Eigentlich sollte Grindelwald nur von New York nach England überführt werden, um sich dort für seine Verbrechen in Europa zu verantworten. Doch irgendwie ist ihm gelungen, seine Leute unter die Bewacher zu schleusen und ihm gelingt die Flucht nach Paris. Hier schart er erneut seine Anhänger um sich und bereitet seine weiteren Pläne vor. Newt Scamander hat es derweil auch nicht leicht: Er darf England nicht verlassen und kann somit nicht forschen. Ein Angebot des Ministeriums, das Verbot aufzuheben, wenn er dafür versucht Credence zu finden, den jungen Okulus aus New York, der mittlerweile in Paris seine Familie sucht. Newt lehnt ab, da er sich in den Auseinandersetzungen mit Grindelwald nicht für eine Seite entscheiden will. Auch sein Mentor und ehemaliger Lehrer, Professor Dumbledore, hat keine Chance bei dem jungen Forscher. Erst als Queenie in London auftaucht und berichtet, dass sich Tina in Paris aufhält, ist Newt bereit zu reisen - nun sogar ohne die Erlaubnis des Ministeriums. In Paris angekommen muss Newt nicht nur Tina wieder für sich gewinnen, sondern auch Credence vor Grindelwald finden und dem alten Familiengeheimnis einer Freundin aus Schulzeiten auf die Spur kommen...

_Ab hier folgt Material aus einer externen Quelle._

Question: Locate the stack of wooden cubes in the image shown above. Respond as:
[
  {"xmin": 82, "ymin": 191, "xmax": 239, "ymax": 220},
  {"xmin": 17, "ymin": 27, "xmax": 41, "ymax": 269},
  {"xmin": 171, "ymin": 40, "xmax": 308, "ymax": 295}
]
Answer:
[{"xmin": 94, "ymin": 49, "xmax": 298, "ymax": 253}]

Mir hatte bereits der erste Film sehr gut gefallen, auf die Veröffentlichung des zweiten als Blue Ray habe ich daher gespannt gewartet - und bin nicht enttäuscht worden, muss ich sagen. Die Geschichte ist toll und spannend, die Bilder gelungen und die Figuren gut besetzt. Johnny Depp ist hier endlich ausführlich als Grindelwald zu sehen - sehr klasse muss ich sagen. Und die Kritik an Jude Law als jüngerer Dumbledore kann ich nicht verstehen, ich finde, er passt hervorrangend zu der Rolle. Schön auch, dass weitere bekannte Figuren aus den Büchern - Nangini, Nicolas Flamel - in dem Film auftreten. Kurz und gut: Ich kann ihn ohne Abzüge für gemütliche Filmabende auf dem Sofa empfehlen.